Feb 20 10:51:50 nas_sn17 systemd[1]: Unit rockstor-bootstrap.service entered failed state.
Feb 20 10:51:50 nas_sn17 systemd[1]: rockstor-bootstrap.service failed.

[root@nas_sn17 ~]# /opt/rockstor/bin/bootstrap
BTRFS device scan complete
Exception occured while bootstrapping. This could be because rockstor.service is still starting up. will wait 2 seconds and try again. Exception: Internal Server Error: No JSON object could be decoded
Exception occured while bootstrapping. This could be because rockstor.service is still starting up. will wait 2 seconds and try again. Exception: Internal Server Error: No JSON object could be decoded
Exception occured while bootstrapping. This could be because rockstor.service is still starting up. will wait 2 seconds and try again. Exception: Internal Server Error: No JSON object could be decoded
Exception occured while bootstrapping. This could be because rockstor.service is still starting up. will wait 2 seconds and try again. Exception: Internal Server Error: No JSON object could be decoded
Exception occured while bootstrapping. This could be because rockstor.service is still starting up. will wait 2 seconds and try again. Exception: Internal Server Error: No JSON object could be decoded
Exception occured while bootstrapping. This could be because rockstor.service is still starting up. will wait 2 seconds and try again. Exception: Internal Server Error: No JSON object could be decoded
Exception occured while bootstrapping. This could be because rockstor.service is still starting up. will wait 2 seconds and try again. Exception: Internal Server Error: No JSON object could be decoded
Exception occured while bootstrapping. This could be because rockstor.service is still starting up. will wait 2 seconds and try again. Exception: Internal Server Error: No JSON object could be decoded
Exception occured while bootstrapping. This could be because rockstor.service is still starting up. will wait 2 seconds and try again. Exception: Internal Server Error: No JSON object could be decoded
Exception occured while bootstrapping. This could be because rockstor.service is still starting up. will wait 2 seconds and try again. Exception: Internal Server Error: No JSON object could be decoded
Exception occured while bootstrapping. This could be because rockstor.service is still starting up. will wait 2 seconds and try again. Exception: Internal Server Error: No JSON object could be decoded
Exception occured while bootstrapping. This could be because rockstor.service is still starting up. will wait 2 seconds and try again. Exception: Internal Server Error: No JSON object could be decoded
Exception occured while bootstrapping. This could be because rockstor.service is still starting up. will wait 2 seconds and try again. Exception: Internal Server Error: No JSON object could be decoded
Exception occured while bootstrapping. This could be because rockstor.service is still starting up. will wait 2 seconds and try again. Exception: Internal Server Error: No JSON object could be decoded
Exception occured while bootstrapping. This could be because rockstor.service is still starting up. will wait 2 seconds and try again. Exception: Internal Server Error: No JSON object could be decoded
Exception occured while bootstrapping. This could be because rockstor.service is still starting up. will wait 2 seconds and try again. Exception: Internal Server Error: No JSON object could be decoded
Max attempts(15) reached. Connection errors persist. Failed to bootstrap. Error: Internal Server Error: No JSON object could be decoded

Having the same problem “No JSON object could be decoded”. Can’t start smb or rockstor-bootstrap.service services. Did you ever find a solution conrad? Does anyone know where the json file attempting to be read resides?
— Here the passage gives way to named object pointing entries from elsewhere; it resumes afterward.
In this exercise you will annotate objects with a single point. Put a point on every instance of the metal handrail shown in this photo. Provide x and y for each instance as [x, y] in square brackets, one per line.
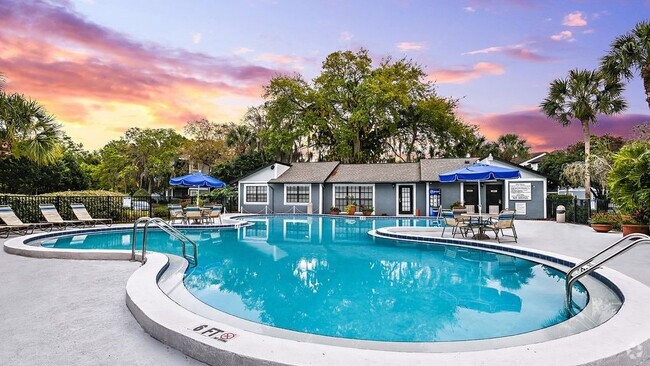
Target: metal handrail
[170, 230]
[586, 267]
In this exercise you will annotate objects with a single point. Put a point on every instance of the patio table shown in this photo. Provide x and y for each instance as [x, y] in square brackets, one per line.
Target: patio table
[479, 221]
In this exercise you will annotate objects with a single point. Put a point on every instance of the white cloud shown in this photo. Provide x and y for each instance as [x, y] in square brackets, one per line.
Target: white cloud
[242, 50]
[575, 19]
[346, 36]
[410, 46]
[563, 36]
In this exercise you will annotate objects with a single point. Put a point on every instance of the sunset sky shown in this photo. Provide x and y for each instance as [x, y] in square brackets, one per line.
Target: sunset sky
[102, 66]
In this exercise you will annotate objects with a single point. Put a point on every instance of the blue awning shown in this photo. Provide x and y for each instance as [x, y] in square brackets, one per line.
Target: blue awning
[478, 172]
[197, 180]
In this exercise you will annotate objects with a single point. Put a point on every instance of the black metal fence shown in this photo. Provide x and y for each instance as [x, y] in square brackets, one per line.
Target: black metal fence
[120, 209]
[578, 210]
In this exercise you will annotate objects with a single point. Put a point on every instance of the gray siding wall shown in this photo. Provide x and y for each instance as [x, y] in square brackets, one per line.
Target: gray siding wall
[450, 193]
[421, 198]
[384, 199]
[534, 207]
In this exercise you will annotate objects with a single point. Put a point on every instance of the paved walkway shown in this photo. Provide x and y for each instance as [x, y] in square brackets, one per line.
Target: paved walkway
[71, 312]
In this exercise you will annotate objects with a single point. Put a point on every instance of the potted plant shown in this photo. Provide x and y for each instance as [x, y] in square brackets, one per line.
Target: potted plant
[629, 186]
[367, 210]
[603, 222]
[636, 222]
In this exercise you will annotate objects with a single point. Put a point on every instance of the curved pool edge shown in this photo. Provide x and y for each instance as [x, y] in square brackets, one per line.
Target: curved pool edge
[620, 341]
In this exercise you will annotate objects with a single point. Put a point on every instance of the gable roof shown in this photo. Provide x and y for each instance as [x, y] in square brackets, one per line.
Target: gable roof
[243, 177]
[432, 168]
[376, 173]
[307, 173]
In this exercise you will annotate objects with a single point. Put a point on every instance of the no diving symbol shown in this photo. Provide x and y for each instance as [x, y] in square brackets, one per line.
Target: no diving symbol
[227, 336]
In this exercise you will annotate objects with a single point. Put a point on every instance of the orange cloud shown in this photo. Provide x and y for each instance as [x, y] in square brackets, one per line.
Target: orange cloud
[461, 75]
[98, 82]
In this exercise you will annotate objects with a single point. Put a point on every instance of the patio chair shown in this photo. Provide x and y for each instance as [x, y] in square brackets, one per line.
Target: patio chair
[505, 220]
[14, 224]
[52, 216]
[458, 224]
[193, 213]
[176, 213]
[215, 213]
[82, 214]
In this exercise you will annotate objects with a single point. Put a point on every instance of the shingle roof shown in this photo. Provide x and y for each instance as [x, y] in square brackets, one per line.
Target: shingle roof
[432, 168]
[307, 173]
[375, 173]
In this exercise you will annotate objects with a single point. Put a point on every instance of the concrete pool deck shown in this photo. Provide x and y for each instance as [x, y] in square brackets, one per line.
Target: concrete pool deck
[74, 312]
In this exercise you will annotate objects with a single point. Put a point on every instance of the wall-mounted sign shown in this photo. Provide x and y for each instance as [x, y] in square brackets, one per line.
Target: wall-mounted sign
[126, 202]
[521, 191]
[520, 208]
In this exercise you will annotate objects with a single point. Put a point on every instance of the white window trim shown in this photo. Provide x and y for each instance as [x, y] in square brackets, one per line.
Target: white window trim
[268, 193]
[296, 203]
[415, 198]
[374, 192]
I just updated to 3.8-12 and have this exact same problem. It also causes Samba to refuse to start. My workaround for the latter is to remove dependency to rockstor-bootstrap.service in /etc/systemd/system/smb.service.

As to the cause of the error I have no idea, unfortunately. The source code is in /opt/rockstor/src/rockstor/scripts/bootstrap.py if you want to trace it down.

Edit: meant to say I have the same problem as @conrad and @grizzly above.

A bit of digging indicates that it’s broken when bootstrap.py tries to access https://localhost/api/commands/bootstrap at this line:

aw.api_call(‘commands/bootstrap’, calltype=‘post’)

The error code is 500 but the error page says:

Page not found

Sorry, an unexpected internal error has occured.

In the nginx error log, I saw that these API calls have succeeded:

/o/token/
/api/network
/api/disks/scan
/api/commands/refresh-pool-state

while these have failed:

/api/commands/bootstrap
/api/commands/refresh-share-state
/api/commands/refresh-snapshot-state

Hope this helps.

Hi,

sorry for the late reply.

I sent in the error logs and was told that the error was fixed in the next release. When I installed 3.8-13, the problem was gone!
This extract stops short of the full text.